Revenue and earnings for UnitedHealth Group (UNH 2.06%) continued to beat guidance in its latest earnings report. And despite already serving 100 million customers, the health insurer has room to grow. In this episode of “The Rank” on Motley Fool Live, recorded on April 11, Fool.com contributors Brian Withers, Matt Frankel, and Jason Hall discuss what lies ahead for its stock.
Matt Frankel: Yes. UnitedHealth Group, it’s one of the biggest health insurance providers in the world. They operate their business through two main segments. If you’re not familiar, because I know Jason mentioned at the beginning of the show that this one that he was most surprised about, and I’m sure a lot of people are in that same boat.
Jason Hall: Not that I was most surprised about, but I think the average person looking at that list would have been the most surprised about.
Frankel: Sure. They’re the one that’s not like all out growth story that you know that well. They have full range of health benefits under their UnitedHealthcare brand. They do employee and employer in individual coverage, Medicare coverage, community coverage for economically disadvantaged people. A lot of programs like that, and global coverage. They provide a lot of health insurance for people living outside the United States. Between all those things, they have roughly 50 million total members. Then they have their Optum subsidiary. That is really, in my opinion, the reason that it’s done so well over the past I think in the main slide, it was about 17, 18 years since it’s been there. They have pharmacy services, they have a big analytics business, their customers are hospitals, physicians, and health plans.
Hall: A hundred million.
Frankel: A hundred million customers. I was getting there. [laughs] They provided a healthcare directly through local providers to 100 million different customers. As you can see there, they’ve done really well over the past year or so, handily beaten the market. It’s nice that this was not a pandemic play, this is not one that pulled back in the past few months. Their revenue and earnings continue to beat guidance. Optum continues to do fantastically well, they’re about to make a big acquisition. They have big dividends, repurchasing a lot of stock. There’s not a whole lot not to like about this. This is the value stock of the bunch, which is maybe why I like it so much. I see Brian and Jason both smiling about that. But Jason, what do you think?

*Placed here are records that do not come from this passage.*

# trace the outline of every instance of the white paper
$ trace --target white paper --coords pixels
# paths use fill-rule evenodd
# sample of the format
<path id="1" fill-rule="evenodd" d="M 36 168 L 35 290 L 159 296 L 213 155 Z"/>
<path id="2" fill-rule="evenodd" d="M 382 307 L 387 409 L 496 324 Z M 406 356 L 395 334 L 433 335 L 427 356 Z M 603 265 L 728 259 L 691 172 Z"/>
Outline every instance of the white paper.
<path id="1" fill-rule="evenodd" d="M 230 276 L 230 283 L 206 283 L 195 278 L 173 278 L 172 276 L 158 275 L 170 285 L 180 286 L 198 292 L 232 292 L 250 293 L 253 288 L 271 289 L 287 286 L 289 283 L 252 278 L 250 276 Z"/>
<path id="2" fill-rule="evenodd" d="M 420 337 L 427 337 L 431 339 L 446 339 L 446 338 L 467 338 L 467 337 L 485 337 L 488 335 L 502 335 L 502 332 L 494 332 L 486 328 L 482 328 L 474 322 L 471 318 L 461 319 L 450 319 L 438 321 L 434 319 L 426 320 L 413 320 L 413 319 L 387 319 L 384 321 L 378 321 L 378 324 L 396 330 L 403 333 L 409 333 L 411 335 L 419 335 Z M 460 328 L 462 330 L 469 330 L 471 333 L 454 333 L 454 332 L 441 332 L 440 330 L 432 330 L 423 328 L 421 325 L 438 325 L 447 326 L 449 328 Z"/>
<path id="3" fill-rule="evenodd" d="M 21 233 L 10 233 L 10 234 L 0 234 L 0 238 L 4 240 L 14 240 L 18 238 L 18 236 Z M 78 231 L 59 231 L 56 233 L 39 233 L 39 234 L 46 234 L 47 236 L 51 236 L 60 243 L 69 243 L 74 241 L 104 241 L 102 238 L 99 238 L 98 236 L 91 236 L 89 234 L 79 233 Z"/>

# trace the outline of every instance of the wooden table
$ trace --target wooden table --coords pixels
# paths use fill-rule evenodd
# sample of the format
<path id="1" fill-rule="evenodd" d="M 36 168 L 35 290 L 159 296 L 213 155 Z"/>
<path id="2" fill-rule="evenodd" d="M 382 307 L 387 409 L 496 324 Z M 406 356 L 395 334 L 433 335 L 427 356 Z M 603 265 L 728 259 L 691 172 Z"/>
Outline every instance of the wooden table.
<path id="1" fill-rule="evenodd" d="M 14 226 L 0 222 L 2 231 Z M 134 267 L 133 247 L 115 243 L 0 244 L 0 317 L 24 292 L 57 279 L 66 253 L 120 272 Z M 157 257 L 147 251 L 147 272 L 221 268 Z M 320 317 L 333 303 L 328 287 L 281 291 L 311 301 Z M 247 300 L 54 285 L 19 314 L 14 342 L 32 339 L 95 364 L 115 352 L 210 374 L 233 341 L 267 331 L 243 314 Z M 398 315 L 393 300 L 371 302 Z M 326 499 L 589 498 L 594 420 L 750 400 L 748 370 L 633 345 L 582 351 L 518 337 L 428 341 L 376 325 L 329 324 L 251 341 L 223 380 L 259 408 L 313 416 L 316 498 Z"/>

Hall: I don’t know if I’d say value, but it’s definitely a megatrend stock because you think about the aging of the U.S. population, the extended life of that aging population. Baby boomers, there’s going to be 80 million of them in less than a decade and they’re going to live longer than any generation before. I think that’s a big trend for a company like UnitedHealth, it has so many things. Its ability to continue to move into international markets as the global middle class grows and people want to access to healthcare, and as companies look for things to bring to the table to help be more competitive. Even in markets, I think where we see more like single-payer or government-mandated controlled health, unless things that are done by private companies, I think UnitedHealth has a wonderful future ahead of it. I don’t know if I’d call it a value stock, I think it’s reasonably priced and it’s probably more antifragile from future government mandates affecting the insurance industry than people maybe want to acknowledge. Brian, you ranked this seventh.
Brian Withers: Yeah, I rated it 7 and part of the reason why I rated it lower than you guys was, I look at this business. I listen to you guys talk about all these growth drivers and these are all the growth drivers they have and have had, add more members, healthcare costs going up, going into new regions. I don’t know that it’s got a ton of optionality outside of offering health insurance and prescription pay. Matt, you mentioned the analytics piece, but that’s around insurance and healthcare conditions. Maybe this is just a little bit naive and it’s not in my wheelhouse, but I think a number of the other companies that I ranked above it have more optionality over the next 20 years. If we look at the United Health Group 20 years from now, it’s just going to a bigger version of what it is today, at least that’s my view.